What To Do If You Encounter This Scam

If you receive an email that you suspect is a phishing attempt, the following steps will help you respond safely.

• Do not click any link in the email. If you want to check the status of your account with the organization the email claims to represent, open a new browser tab and go directly to their official website by typing it yourself.
• Do not open any attachment in the email unless you were specifically expecting it and can verify the sender through a separate channel. Unexpected attachments from any sender should be treated with caution.
• Check the sender's actual email address by clicking on or hovering over the display name. If the domain does not match the real organization's official address, the email is fraudulent.
• Do not reply to the email. Replying confirms to the scammer that your email address is active, which can lead to more targeted attempts.
• Report the phishing email using your email provider's reporting tool - most email services have a "Report Phishing" or "Report Spam" option. You can also forward it to the real organization being impersonated, as most major companies have a dedicated address for reporting phishing attempts.
• Delete the email after reporting it. If you clicked a link before realizing it was fraudulent, change your password for that account immediately and enable two-factor authentication.

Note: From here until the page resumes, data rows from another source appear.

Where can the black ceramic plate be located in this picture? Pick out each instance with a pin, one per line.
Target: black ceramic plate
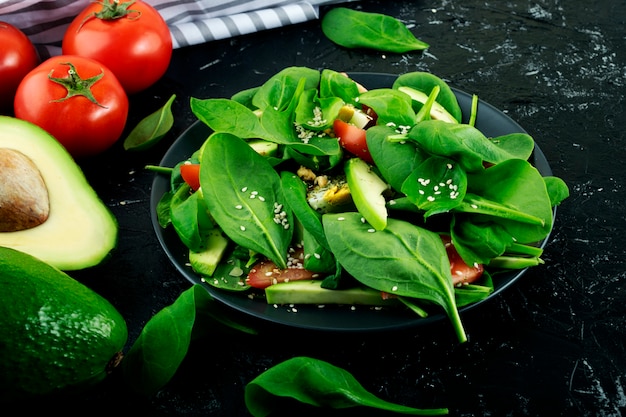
(490, 121)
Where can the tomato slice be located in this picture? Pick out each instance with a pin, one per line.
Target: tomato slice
(265, 273)
(352, 139)
(191, 175)
(462, 273)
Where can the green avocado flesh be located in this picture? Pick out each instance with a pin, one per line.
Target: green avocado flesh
(79, 231)
(57, 334)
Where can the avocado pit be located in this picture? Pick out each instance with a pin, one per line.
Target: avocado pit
(24, 200)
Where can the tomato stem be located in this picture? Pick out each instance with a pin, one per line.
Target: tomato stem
(159, 169)
(75, 85)
(112, 11)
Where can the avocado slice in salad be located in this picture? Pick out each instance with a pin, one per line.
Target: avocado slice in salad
(367, 190)
(437, 112)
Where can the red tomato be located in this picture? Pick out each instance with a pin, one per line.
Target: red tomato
(266, 273)
(18, 57)
(49, 97)
(191, 175)
(352, 139)
(129, 37)
(462, 273)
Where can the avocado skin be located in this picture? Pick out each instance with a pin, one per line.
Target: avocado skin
(56, 334)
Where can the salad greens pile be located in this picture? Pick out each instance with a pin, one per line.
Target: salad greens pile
(444, 178)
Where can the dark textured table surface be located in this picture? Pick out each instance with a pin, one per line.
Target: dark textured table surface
(551, 345)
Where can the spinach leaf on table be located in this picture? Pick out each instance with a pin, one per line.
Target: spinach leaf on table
(156, 355)
(355, 29)
(318, 384)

What To Do If You Already Paid or Shared Information

If you clicked a link in a phishing email and entered information on a fake site, act quickly. The window to limit the damage is often short but meaningful.

How To Prevent Phishing Email Scams

Building a few consistent habits makes phishing emails significantly easier to recognize and avoid.

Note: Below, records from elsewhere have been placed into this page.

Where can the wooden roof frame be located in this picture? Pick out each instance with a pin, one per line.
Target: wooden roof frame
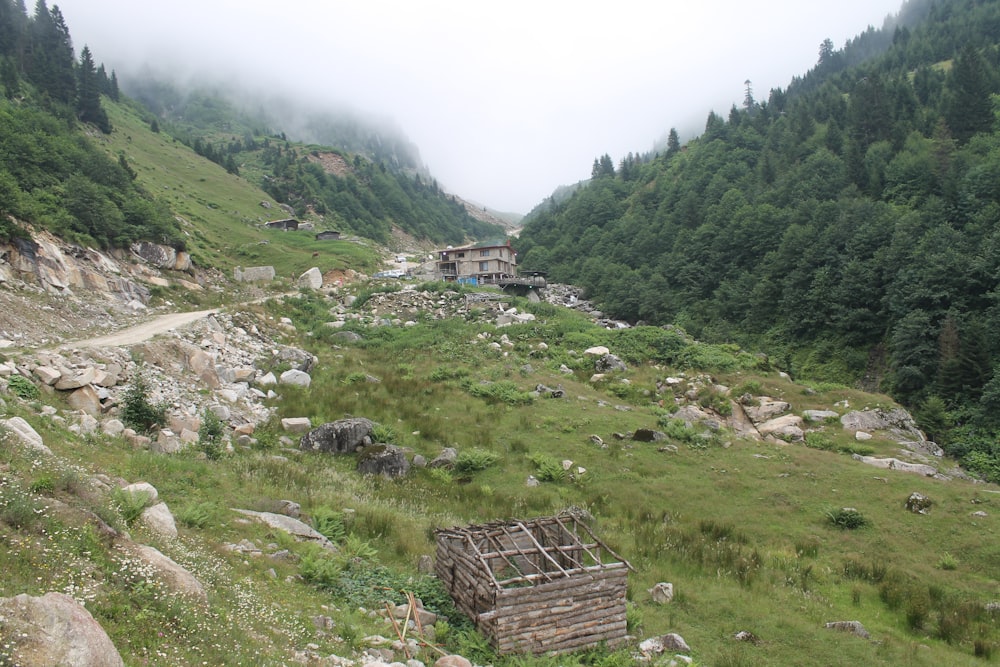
(499, 540)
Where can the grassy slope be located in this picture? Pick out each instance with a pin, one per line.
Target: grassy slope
(738, 527)
(221, 212)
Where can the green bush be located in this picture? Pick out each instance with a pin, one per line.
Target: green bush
(137, 411)
(501, 392)
(22, 387)
(330, 523)
(196, 516)
(130, 505)
(547, 468)
(847, 518)
(474, 460)
(210, 435)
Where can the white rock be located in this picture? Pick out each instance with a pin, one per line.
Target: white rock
(26, 434)
(152, 495)
(296, 424)
(159, 519)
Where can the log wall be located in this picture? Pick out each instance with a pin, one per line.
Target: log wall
(558, 616)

• Always check the sender's actual email address, not just the display name. The display name can say anything - the real domain in the address is what matters. If it does not match the organization's official domain exactly, treat the email with suspicion.
• Never click links in emails that ask you to log in, verify your account, or update your payment information. Go directly to the organization's website in a new tab instead.
• Enable two-factor authentication on all accounts that support it. Even if a scammer obtains your password through phishing, two-factor authentication prevents them from accessing your account without also having your phone.
• Be particularly careful with unexpected attachments. If you were not expecting a file from the sender, verify the request through a separate channel before opening it.
• Keep your email provider's spam filter active and use the phishing report feature when you identify a suspicious email. These reports improve filtering for everyone using the service.
• Learn what your real bank, Amazon, and other commonly impersonated organizations' emails actually look like. Familiarity with the real thing makes fakes easier to spot.
• Consider using a password manager. Password managers only autofill credentials on the correct domain, so they will not fill in your password on a fake lookalike site - providing an automatic layer of protection against phishing.